Types of Inflation(Causes):
Demand Pull: rise in aggregate demand induces rise in prices
Cost Push: increase in costs of factor inputs is passed on to consumers as price increases
Imported: increase in costs of imported factor inputs and consumed goods rises and so local prices rise
Increase in money supply: monetarists(group of economists) attribute increased money supply to increased aggregate demand and economic activity which causes demand pull inflation
Consequences of Inflation:
Fall in real income: fall in purchasing power of money
Fall in international competitiveness: increased local prices make exports more expensive to foreigners
Social and political unrest and instability
Fall in economic growth and development
Creditors’ loss/ Borrowers’ gain: face value of previously-loaned money is now worth less now as prices have risen
Menu costs: costs incurred by businesses to republish and update their prices
Government Role in Reducing Inflation: (Identify cause then solution)
Demand-pull: Policies to reduce aggregate demand.
deflationary fiscal and monetary policy(credit squeeze)
Cost-push: Policies to make funds more-readily available to cover increased production cost.
inflationary fiscal policy(lowering corporate taxes and increasing gov. expenditure on subsidies and grants)
inflationary monetary policy(lowering reserve requirements & interest rates, and increasing open market operations to buy government securities from firms to make credit more accessible)
Regulation to limit power of Trade Unions to raise wages
Imported: Reduce imports and incentivize local production of goods needed from abroad.
Institute trade barriers & protectionist trade policies (e.g. tariffs, import quotas or complete ban on some imports)
expansionary fiscal policy(lowering corporate taxes and increasing gov. expenditure on subsidies and grants to promote local production)
Increase in money supply: Reduce funds available for consumption.
deflationary monetary policy(increasing reserve requirements & interest rates, and increasing open market operations to sell government securities to make credit less accessible,)
deflationary fiscal policy(increasing corporate taxes and decreasing gov. expenditure on subsidies and grants)
credit squeeze
Recession
A significant and prolonged decrease in economic activity within an economy for a given period (usually years).
Types/Causes of Recession:
Trade Cycle(image attached)
Demand shock
Supply shock
Consequences of recession:
Fall in economic growth and development
Retrenchment and unemployment
Decreased consumer spending
Decreased investment by firms and individuals
Decreased revenue for government
Government Role in Decreasing Recession:
Expansionary/Inflationary fiscal policy(lowering overall taxes and increasing gov. expenditure, subsidies, grants and transfer policies)

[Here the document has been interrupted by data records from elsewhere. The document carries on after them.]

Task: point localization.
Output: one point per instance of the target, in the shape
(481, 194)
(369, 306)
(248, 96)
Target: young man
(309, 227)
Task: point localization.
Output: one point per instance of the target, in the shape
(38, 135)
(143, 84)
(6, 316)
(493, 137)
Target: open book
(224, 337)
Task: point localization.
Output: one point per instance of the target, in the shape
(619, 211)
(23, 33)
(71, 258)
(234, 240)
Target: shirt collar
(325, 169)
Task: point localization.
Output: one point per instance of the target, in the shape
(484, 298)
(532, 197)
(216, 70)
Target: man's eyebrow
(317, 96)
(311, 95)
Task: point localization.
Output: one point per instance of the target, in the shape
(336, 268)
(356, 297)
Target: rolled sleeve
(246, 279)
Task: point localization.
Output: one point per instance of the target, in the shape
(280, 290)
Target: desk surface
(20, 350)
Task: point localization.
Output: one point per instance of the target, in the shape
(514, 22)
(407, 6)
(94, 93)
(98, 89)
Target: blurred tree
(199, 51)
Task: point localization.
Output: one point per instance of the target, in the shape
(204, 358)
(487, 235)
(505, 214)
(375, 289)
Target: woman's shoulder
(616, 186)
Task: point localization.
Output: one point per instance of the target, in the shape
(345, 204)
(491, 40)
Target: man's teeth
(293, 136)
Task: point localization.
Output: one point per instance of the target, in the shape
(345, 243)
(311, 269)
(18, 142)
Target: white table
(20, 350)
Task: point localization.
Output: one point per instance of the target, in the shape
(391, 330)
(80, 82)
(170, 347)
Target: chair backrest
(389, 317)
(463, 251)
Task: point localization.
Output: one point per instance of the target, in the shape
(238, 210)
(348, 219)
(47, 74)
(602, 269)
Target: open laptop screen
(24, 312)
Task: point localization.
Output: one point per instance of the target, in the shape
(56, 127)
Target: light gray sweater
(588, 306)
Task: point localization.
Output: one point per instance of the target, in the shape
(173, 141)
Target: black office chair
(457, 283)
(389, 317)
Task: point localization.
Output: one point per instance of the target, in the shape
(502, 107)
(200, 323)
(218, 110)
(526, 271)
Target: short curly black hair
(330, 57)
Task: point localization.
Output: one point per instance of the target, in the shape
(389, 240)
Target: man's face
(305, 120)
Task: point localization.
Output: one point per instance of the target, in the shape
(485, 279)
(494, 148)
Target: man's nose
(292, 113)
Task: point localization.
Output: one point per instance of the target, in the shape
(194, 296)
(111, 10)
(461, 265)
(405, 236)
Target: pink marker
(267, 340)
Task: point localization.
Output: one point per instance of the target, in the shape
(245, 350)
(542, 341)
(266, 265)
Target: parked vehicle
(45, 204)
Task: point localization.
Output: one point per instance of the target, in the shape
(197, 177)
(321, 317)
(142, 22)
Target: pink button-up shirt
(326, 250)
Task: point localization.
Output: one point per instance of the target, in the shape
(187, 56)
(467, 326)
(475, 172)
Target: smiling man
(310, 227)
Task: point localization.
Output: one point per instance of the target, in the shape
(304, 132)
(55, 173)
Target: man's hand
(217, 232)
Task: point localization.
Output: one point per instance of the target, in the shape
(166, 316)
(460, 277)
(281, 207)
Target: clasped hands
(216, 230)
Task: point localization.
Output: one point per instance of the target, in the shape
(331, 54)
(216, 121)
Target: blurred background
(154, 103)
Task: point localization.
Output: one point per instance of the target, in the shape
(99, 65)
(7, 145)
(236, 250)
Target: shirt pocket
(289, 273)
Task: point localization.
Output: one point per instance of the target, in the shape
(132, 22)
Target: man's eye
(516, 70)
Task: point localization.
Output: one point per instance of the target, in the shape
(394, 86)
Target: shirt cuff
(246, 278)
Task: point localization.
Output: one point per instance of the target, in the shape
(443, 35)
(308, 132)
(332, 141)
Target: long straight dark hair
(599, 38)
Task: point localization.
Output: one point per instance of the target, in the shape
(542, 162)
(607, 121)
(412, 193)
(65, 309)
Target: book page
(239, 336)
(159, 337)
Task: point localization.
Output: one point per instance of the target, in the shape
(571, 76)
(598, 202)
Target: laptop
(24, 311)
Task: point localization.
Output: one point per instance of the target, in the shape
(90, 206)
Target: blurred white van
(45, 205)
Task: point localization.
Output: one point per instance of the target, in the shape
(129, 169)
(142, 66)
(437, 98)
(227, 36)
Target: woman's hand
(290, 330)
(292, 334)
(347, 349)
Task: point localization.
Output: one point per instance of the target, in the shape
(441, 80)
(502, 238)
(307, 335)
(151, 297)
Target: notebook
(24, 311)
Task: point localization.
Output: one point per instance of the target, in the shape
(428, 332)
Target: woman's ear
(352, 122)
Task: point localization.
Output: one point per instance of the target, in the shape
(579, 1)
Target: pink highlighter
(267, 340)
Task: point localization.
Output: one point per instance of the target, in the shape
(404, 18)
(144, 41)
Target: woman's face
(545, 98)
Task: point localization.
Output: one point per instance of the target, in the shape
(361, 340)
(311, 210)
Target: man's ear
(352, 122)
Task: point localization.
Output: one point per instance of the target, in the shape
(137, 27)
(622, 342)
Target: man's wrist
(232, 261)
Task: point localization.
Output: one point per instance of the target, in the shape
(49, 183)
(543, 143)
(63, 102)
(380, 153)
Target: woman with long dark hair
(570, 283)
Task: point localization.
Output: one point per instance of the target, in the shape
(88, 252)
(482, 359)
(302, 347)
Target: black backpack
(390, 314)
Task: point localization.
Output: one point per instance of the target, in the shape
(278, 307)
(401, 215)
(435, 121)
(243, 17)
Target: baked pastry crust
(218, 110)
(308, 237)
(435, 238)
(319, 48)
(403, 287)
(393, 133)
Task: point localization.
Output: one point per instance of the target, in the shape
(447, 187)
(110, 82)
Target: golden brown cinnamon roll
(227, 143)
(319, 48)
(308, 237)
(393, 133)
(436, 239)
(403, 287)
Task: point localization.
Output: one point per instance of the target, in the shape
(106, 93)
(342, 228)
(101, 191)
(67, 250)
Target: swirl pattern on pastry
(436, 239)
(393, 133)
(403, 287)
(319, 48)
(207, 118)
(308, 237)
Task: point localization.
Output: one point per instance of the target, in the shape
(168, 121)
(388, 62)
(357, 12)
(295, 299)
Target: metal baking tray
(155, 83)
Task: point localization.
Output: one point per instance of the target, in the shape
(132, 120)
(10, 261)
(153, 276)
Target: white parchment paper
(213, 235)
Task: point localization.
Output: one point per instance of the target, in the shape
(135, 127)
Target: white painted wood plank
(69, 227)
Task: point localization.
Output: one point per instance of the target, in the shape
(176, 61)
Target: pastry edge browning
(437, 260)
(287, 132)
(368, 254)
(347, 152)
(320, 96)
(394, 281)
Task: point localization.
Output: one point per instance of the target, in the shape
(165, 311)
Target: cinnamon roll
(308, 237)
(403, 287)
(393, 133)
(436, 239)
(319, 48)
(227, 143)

Expansionary/Inflationary monetary policy(lowering reserve requirements & interest rates, and increasing open market operations to buy government securities from public to make credit more accessible)
Retrenchment VS Unemployment
Unemployment Rate
Retrenchment refers to the act of employers permanently terminate or discharge employees from their jobs
Unemployment refers to persons who are currently looking for a job but cannot find one.
The unemployment rate is a measure of the number of unemployed persons in an economy as a percentage of the workforce(total number of people able to work).
Types of Unemployment:
Frictional
Structural
Seasonal
Cyclical(Trade Cycle)
Real Wage
Consequences of Recession:
Fall in standard of living and quality of life.
Emotional, social and political instability.
Erosion of human capital as unemployed people may loose skills due to lack of practice.
Role of Government in Reducing Unemployment:
Frictional: Help unemployed transition into jobs and industries with their skills.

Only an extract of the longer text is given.